Previously, our research team developed a smart MN by using a simple approach of coating a porous polymer layer on stainless steel MNs (SS-MNs) and applied it to glucose-dependent insulin delivery and smart drug delivery for wound healing.^24,25,26. SS-MNs have the advantages of being biocompatible, easy to fabricate, and most importantly, they have high mechanical strength. However, when using stainless steel as the material for MNs, the poke-and-pull method is inconvenient, and the sharp tip remains after use, which generates medical waste. Most importantly, it is difficult to load drugs directly onto SS-MNs. Therefore, our research team proposed a porous surface coating method as a means of loading drugs onto SS-MNs.⁹. However, this method has the disadvantage that it cannot accommodate large amounts of drugs. To overcome this limitation, MNs have been fabricated from polymers instead of metals, which dissolve in the body, avoiding the generation of medical waste and relatively increasing the drug loading. In addition, an approach that allows the administration of multiple drugs is presented. The fabrication methods for polymer MNs vary depending on the polymer properties, but the most commonly used method is micromolding, which requires a mold. Mold fabrication methods include photolithography, laser processing, and 3D printing. However, photolithography requires complex processes to produce molds of different shapes and sizes. Laser processing and 3D printing have poor mold accuracy in micromolding.²⁷. In this study, micromachining was used to manufacture a MN mold. Micromachining is a relatively simple process compared to other methods and enables the cost-effective manufacture of micromolds of various shapes^28.29Fine-grained carbon with high purity was used as the mold material. Since it is a brittle material, no burrs are generated during mechanical processing, which makes it advantageous for machining micro molds.³⁰Here, the smart features implemented in the previously reported SS-MNs were applied to the new polymer MNs and fabricated using a new approach that has not been attempted before.

To achieve sufficient drug loading and analysis samples and improve drug penetration while keeping administration painless, we developed two types of MN arrays in patch form to enable active and passive stimulation of drug delivery with increased therapeutic effect. In the first array, we fabricated porous polymer coatings on the MNs and the base of the patch, which increased loading efficiency and enabled automatic “drug release” in response to the body’s pH conditions. The pores of the porous polymer layer trapped the drug and formed channels for drug flow. The MNs and base were coated with a stimulus-responsive polymer. When inserted into the body, the responsive MN coating was dissolved by the body fluid and the loaded drug was released in response to body stimulation. Upon dissolution of the protective coating on the MN periphery, the drug loaded on it dissolved in the body. In addition, the pores were interconnected, so the drug loaded on the MN-based began to flow through these pores and distributed throughout the body, showing three times higher drug release efficiency than metallic MNs.

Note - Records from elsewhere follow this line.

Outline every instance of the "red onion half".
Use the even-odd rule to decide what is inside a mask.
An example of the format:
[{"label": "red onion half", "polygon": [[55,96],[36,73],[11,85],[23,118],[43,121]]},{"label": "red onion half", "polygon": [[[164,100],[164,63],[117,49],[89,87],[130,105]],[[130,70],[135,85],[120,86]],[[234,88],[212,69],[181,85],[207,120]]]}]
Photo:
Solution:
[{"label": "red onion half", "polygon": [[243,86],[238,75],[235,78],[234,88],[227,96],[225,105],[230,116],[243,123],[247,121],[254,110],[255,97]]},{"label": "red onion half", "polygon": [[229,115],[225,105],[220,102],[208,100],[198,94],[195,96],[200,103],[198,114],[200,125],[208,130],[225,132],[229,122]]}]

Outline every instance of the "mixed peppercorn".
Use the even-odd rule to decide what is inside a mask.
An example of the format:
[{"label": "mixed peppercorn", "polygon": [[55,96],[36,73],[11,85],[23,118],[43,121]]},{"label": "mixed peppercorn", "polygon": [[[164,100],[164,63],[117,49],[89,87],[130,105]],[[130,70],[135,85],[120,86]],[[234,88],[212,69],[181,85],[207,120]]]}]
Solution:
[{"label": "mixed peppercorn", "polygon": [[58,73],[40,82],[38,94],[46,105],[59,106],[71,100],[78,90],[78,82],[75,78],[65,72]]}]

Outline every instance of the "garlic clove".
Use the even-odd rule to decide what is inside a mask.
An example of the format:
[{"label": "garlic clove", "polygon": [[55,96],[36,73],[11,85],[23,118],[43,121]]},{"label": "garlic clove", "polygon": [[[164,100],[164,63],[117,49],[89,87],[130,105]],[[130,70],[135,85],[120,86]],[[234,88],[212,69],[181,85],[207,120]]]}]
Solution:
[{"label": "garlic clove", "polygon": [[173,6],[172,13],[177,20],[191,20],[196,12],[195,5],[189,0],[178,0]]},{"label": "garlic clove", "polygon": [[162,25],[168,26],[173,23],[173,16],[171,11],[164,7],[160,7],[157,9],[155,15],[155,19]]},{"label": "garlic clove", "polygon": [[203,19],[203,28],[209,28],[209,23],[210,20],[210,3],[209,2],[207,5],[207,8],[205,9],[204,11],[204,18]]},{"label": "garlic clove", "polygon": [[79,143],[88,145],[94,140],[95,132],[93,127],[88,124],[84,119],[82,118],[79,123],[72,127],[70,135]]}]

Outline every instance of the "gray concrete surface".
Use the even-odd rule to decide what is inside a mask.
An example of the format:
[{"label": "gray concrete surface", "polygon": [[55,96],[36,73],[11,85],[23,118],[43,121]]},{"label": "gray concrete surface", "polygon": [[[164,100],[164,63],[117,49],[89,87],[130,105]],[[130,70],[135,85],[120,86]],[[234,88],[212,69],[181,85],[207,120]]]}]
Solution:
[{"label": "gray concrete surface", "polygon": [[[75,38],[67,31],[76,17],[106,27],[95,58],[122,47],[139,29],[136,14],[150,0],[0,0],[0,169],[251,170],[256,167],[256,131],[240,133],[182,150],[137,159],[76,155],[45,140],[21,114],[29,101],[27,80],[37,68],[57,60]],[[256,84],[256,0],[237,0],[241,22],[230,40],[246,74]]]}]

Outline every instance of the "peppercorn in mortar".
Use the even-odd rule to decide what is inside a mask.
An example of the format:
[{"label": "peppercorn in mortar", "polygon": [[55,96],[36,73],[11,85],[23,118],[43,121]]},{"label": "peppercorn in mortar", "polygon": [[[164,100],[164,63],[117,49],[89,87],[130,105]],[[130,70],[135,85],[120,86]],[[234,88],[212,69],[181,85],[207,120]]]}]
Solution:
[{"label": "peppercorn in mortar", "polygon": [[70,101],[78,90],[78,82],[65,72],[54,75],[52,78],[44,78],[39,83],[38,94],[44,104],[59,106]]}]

In the second array, the MNs were connected to the drug reservoir through holes in the base of the MN array. The drug from the reservoir flowed through these holes into the porous base coating of the MN array and then through the pores of the porous coating of the MNs and diffused in the body. Combined with microfluidic chips or hydrogels, this can lead to advanced research, such as increasing drug loading and applying the release of two or more types of drugs. Thus, we achieved continuous drug flow using a simple and less expensive manufacturing method.